Paleobotany is important in the reconstruction of ancient ecological systems and climate, known as paleoecology and paleoclimatology respectively; and is fundamental to the study of green plant development and evolution. Paleobotany has also become important to the field of archaeology, primarily for the use of phytoliths in relative dating and in paleoethnobotany,
An important early land plant fossil locality is the Rhynie Chert, an Early Devonian sinter (hot spring) deposit composed primarily of silica found outside the town of Rhynie in Scotland. The Rhynie Chert is exceptional due to its preservation of several different clades of plants, from mosses and lycopods to more unusual, problematic forms. Many fossil animals, including arthropods and arachnids, are also found in the Rhynie Chert, and it offers a unique window on the history of early terrestrial life.
Plant-derived macrofossils become abundant in the Late Devonian and include tree trunks, fronds, and roots. The earliest tree is Archaeopteris, which bears simple, fern-like leaves spirally arranged on branches atop a conifer-like trunk (Meyer-Berthaud et al., 1999).
Widespread coal swamp deposits across North America and Europe during the Carboniferous Period contain a wealth of fossils containing arborescent lycopods up to 30 meters tall, abundant seed plants, such as conifers and seed ferns, and countless smaller, herbaceous plants.
Angiosperms (flowering plants) evolved during the Mesozoic, and flowering plant pollen and leaves first appear during the Early Cretaceous, approximately 130 million years ago.

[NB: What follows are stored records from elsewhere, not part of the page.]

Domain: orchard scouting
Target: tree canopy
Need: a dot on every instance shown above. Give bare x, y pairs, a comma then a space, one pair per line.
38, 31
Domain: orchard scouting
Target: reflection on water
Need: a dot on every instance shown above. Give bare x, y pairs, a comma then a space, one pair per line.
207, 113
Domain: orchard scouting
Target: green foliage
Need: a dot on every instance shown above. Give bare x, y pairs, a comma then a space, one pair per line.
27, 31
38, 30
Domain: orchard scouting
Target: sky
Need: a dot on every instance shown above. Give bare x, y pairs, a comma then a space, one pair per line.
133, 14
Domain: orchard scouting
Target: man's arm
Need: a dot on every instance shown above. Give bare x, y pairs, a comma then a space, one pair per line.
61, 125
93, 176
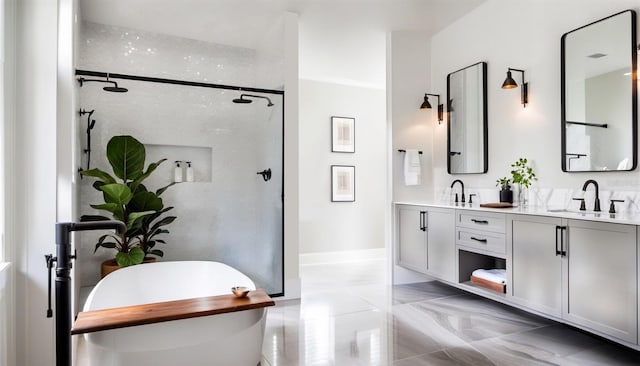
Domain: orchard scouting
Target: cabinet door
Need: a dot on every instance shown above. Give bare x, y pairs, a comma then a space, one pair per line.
601, 264
536, 268
440, 225
412, 239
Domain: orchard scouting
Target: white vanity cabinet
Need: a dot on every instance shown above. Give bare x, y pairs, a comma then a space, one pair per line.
536, 263
581, 271
425, 240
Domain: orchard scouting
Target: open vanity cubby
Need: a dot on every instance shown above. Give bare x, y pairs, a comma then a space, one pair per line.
469, 261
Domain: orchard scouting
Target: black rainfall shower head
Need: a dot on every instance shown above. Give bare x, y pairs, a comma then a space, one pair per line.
115, 88
245, 101
241, 100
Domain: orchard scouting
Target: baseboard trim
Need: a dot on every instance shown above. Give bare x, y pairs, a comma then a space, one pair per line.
344, 256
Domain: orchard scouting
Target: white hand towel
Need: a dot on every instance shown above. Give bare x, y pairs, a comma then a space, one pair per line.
412, 168
492, 275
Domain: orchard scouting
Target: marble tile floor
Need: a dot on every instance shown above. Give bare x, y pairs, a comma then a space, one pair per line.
348, 316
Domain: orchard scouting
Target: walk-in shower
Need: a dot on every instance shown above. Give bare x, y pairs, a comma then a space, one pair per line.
232, 211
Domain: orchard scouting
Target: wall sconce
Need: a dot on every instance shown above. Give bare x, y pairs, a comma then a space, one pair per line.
509, 83
427, 105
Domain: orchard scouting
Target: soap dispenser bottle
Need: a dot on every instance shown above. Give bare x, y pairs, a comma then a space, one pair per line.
177, 173
189, 170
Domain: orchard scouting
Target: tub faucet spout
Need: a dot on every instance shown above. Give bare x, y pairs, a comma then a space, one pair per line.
596, 204
63, 266
461, 189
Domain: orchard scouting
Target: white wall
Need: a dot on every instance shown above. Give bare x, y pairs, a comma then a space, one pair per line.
409, 59
291, 159
412, 127
327, 226
7, 276
524, 35
336, 52
342, 73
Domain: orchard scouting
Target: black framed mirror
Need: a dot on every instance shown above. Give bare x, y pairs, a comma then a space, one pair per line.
467, 138
599, 95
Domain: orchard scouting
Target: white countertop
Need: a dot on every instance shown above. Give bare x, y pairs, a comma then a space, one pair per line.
628, 218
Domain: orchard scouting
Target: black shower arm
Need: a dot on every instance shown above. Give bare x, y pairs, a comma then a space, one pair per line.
254, 96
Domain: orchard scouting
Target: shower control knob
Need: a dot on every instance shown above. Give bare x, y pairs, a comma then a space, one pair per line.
266, 174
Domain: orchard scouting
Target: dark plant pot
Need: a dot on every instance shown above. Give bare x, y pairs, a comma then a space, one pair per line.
111, 265
506, 195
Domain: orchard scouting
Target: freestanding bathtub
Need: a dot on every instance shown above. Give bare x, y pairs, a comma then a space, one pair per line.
225, 339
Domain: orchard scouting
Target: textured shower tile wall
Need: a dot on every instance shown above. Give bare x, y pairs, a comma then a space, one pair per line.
127, 51
160, 114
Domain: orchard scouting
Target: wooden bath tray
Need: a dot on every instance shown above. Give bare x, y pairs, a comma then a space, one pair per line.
128, 316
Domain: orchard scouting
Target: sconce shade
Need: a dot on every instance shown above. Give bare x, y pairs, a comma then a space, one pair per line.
425, 104
509, 83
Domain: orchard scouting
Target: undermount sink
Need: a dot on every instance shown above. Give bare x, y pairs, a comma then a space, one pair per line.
566, 210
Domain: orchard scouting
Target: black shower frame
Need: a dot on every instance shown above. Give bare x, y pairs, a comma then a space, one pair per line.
150, 79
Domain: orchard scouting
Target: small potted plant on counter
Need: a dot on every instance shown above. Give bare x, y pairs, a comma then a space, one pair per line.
506, 194
129, 201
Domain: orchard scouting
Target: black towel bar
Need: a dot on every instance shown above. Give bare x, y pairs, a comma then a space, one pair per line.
403, 150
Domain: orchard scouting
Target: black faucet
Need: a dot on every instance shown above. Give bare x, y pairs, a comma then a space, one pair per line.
63, 281
462, 186
596, 205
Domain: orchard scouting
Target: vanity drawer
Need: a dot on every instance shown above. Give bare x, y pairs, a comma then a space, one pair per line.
486, 221
494, 242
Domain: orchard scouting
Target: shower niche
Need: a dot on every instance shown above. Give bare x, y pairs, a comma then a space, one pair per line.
199, 157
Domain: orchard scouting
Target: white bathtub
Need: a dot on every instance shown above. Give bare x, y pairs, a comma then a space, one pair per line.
224, 339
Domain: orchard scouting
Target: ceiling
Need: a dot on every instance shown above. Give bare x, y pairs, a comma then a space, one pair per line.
240, 23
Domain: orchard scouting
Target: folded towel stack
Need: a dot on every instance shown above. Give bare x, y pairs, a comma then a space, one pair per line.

One of the most common kinds of plant fossils is a compression fossil, in which a leaf or flattened part of the plant has been pressed between layers of sediment and often preserved as a carbonaceous film. Also common are fossil pollen and spores from ancient lake beds, as well as charcoal. Less common, but economically more important, is coal from the plants of Carboniferous swamps.
One of the most spectacular of plant fossils is petrified wood.
Since a leaf, stem, spore, or seed may be found preserved without any physical connection to the plant from which it came, paleobotanists use form taxa (singular form taxon) to name and classify such fossils. When the true identity of such fossils is later discovered, the two form taxa may be merged. For example, in the 1960s fossil leaves called Archaeopteris (literally "ancient fern") were found attached to fossil wood of the tree Callixylon. The whole plant is now known to be a Devonian tree with fern-like leaves but with gymnosperm-like wood.
Some form taxa continue to exist even after their identity is determined. This is a matter of convenience for identifying quickly which part was found as a fossil, especially which the fossil may come from more than one kind of plant. Leaves assigned to the form taxon Sphenopteris come from both ferns and from seed plants; it usually is not possible to determine from isolated fossils which group the leaves belong to.
Some plants have remained remarkedly unchanged throughout earth's geological time scale. Early ferns had developed by the Mississippian, conifers by the Pennsylvanian. Some plants of prehistory are the same ones around today and are thus living fossils, such as Ginkgo biloba and Sciadopitys verticillata. Other plants have changed radically, or have gone extinct entirely.